The median income for a household in the CDP was $32,359, and the median income for a family was $39,415. Males had a median income of $30,340 versus $22,009 for females. The per capita income for the CDP was $15,589. About 7.2% of families and 9.2% of the population were below the poverty line, including 10.6% of those under age 18 and 9.5% of those age 65 or over.

==Education==
Madison Heights is served by Amherst County Public Schools, with Monelison Middle School, Amelon Elementary School, and Madison Heights Elementary School located in Madison Heights. Temple Christian School is a private school located on the grounds of Temple Baptist Church.

==Central Virginia Training Center==
The Central Virginia Training Center was a state education facility in Madison Heights. Previously it was known as the Virginia State Colony for Epileptics and Feebleminded where forced sterilizations were conducted, 8,300 from 1924 to 1972 on those determined to be "unfit".
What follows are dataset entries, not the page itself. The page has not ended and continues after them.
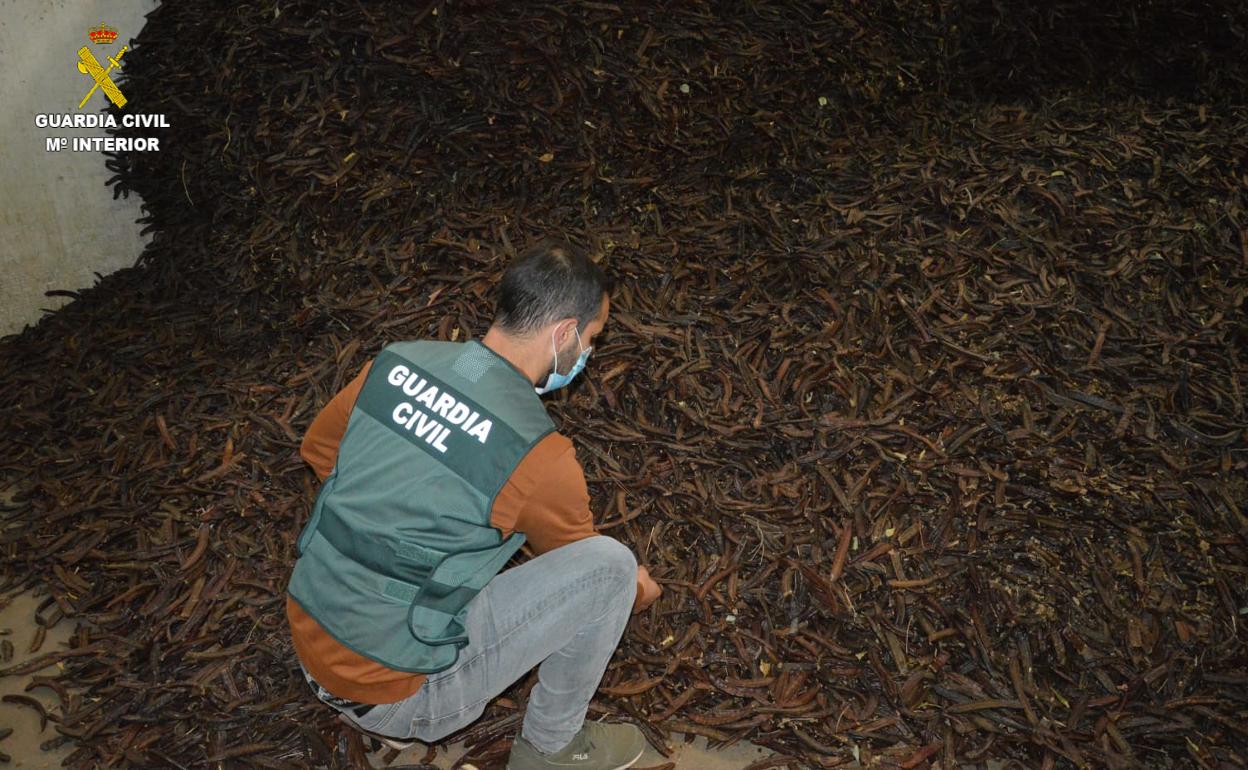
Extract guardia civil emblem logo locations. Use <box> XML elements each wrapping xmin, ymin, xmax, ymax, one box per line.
<box><xmin>77</xmin><ymin>23</ymin><xmax>127</xmax><ymax>109</ymax></box>
<box><xmin>35</xmin><ymin>21</ymin><xmax>167</xmax><ymax>152</ymax></box>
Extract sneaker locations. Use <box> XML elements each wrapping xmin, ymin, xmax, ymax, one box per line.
<box><xmin>507</xmin><ymin>721</ymin><xmax>645</xmax><ymax>770</ymax></box>
<box><xmin>337</xmin><ymin>713</ymin><xmax>417</xmax><ymax>751</ymax></box>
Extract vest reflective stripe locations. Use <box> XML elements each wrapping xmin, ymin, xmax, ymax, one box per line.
<box><xmin>288</xmin><ymin>340</ymin><xmax>554</xmax><ymax>673</ymax></box>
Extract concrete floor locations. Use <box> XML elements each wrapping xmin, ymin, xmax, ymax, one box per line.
<box><xmin>0</xmin><ymin>589</ymin><xmax>75</xmax><ymax>769</ymax></box>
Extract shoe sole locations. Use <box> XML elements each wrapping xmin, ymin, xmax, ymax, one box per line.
<box><xmin>507</xmin><ymin>744</ymin><xmax>644</xmax><ymax>770</ymax></box>
<box><xmin>615</xmin><ymin>745</ymin><xmax>645</xmax><ymax>770</ymax></box>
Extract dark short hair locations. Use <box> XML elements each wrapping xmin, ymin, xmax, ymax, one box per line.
<box><xmin>494</xmin><ymin>240</ymin><xmax>610</xmax><ymax>336</ymax></box>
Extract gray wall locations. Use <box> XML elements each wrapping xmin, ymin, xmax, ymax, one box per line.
<box><xmin>0</xmin><ymin>0</ymin><xmax>159</xmax><ymax>338</ymax></box>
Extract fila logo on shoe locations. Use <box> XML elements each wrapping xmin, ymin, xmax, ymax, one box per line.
<box><xmin>571</xmin><ymin>753</ymin><xmax>589</xmax><ymax>761</ymax></box>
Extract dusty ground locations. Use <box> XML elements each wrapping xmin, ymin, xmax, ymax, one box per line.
<box><xmin>0</xmin><ymin>589</ymin><xmax>75</xmax><ymax>768</ymax></box>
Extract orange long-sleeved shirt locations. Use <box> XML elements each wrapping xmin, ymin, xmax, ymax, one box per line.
<box><xmin>287</xmin><ymin>357</ymin><xmax>646</xmax><ymax>704</ymax></box>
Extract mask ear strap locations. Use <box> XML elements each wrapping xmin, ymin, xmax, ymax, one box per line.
<box><xmin>550</xmin><ymin>328</ymin><xmax>560</xmax><ymax>372</ymax></box>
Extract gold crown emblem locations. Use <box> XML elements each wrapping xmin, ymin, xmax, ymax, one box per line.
<box><xmin>88</xmin><ymin>22</ymin><xmax>118</xmax><ymax>45</ymax></box>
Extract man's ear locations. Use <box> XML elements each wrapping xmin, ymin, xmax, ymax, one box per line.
<box><xmin>556</xmin><ymin>317</ymin><xmax>578</xmax><ymax>347</ymax></box>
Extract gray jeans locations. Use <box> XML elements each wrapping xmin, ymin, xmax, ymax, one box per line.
<box><xmin>303</xmin><ymin>535</ymin><xmax>638</xmax><ymax>754</ymax></box>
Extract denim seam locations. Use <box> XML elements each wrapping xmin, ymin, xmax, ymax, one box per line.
<box><xmin>430</xmin><ymin>565</ymin><xmax>623</xmax><ymax>681</ymax></box>
<box><xmin>411</xmin><ymin>567</ymin><xmax>630</xmax><ymax>724</ymax></box>
<box><xmin>360</xmin><ymin>700</ymin><xmax>403</xmax><ymax>732</ymax></box>
<box><xmin>584</xmin><ymin>568</ymin><xmax>637</xmax><ymax>626</ymax></box>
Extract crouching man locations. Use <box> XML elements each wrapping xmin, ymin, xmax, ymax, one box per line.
<box><xmin>285</xmin><ymin>241</ymin><xmax>661</xmax><ymax>770</ymax></box>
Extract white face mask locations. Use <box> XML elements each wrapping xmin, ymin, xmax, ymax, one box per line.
<box><xmin>535</xmin><ymin>327</ymin><xmax>592</xmax><ymax>395</ymax></box>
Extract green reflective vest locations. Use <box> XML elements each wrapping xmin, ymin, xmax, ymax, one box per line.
<box><xmin>287</xmin><ymin>340</ymin><xmax>555</xmax><ymax>673</ymax></box>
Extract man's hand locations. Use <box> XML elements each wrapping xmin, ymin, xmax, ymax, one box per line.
<box><xmin>633</xmin><ymin>565</ymin><xmax>662</xmax><ymax>613</ymax></box>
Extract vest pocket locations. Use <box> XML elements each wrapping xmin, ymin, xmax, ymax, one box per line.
<box><xmin>401</xmin><ymin>533</ymin><xmax>526</xmax><ymax>646</ymax></box>
<box><xmin>406</xmin><ymin>589</ymin><xmax>470</xmax><ymax>647</ymax></box>
<box><xmin>315</xmin><ymin>502</ymin><xmax>445</xmax><ymax>585</ymax></box>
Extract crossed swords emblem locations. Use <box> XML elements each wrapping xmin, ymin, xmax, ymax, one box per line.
<box><xmin>77</xmin><ymin>45</ymin><xmax>128</xmax><ymax>109</ymax></box>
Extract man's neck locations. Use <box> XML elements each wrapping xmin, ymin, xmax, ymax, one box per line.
<box><xmin>481</xmin><ymin>326</ymin><xmax>546</xmax><ymax>386</ymax></box>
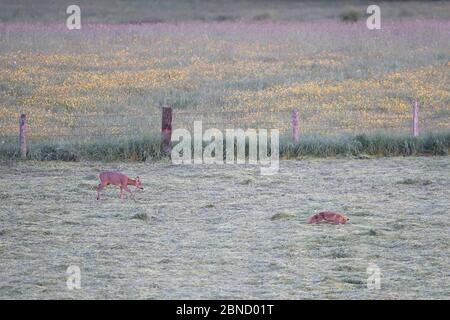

Carrie Buck, the plaintiff in the United States Supreme Court case Buck v. Bell, was sterilized after being classified as "feeble-minded", as part of the state's eugenics program while she was a patient at the Colony. The story of Carrie Buck's sterilization and the court case was made into a television drama in 1994, Against Her Will: The Carrie Buck Story. "Virginia State Epileptic Colony," a song by the Manic Street Preachers on their 2009 album Journal for Plague Lovers, addresses the state's program of eugenics.

The facility was permanently closed in 2020 after an investigation by the United States Department of Justice Civil Rights Division found multiple violations of the Americans with Disabilities Act of 1990. As of 2025, the site sits abandoned but is planned for redevelopment into an urban center for Madison Heights.

==Notable people==
- Clay Bryant, baseball player, manager, and coach.
- Randy Tomlin, former pitcher for the Pittsburgh Pirates.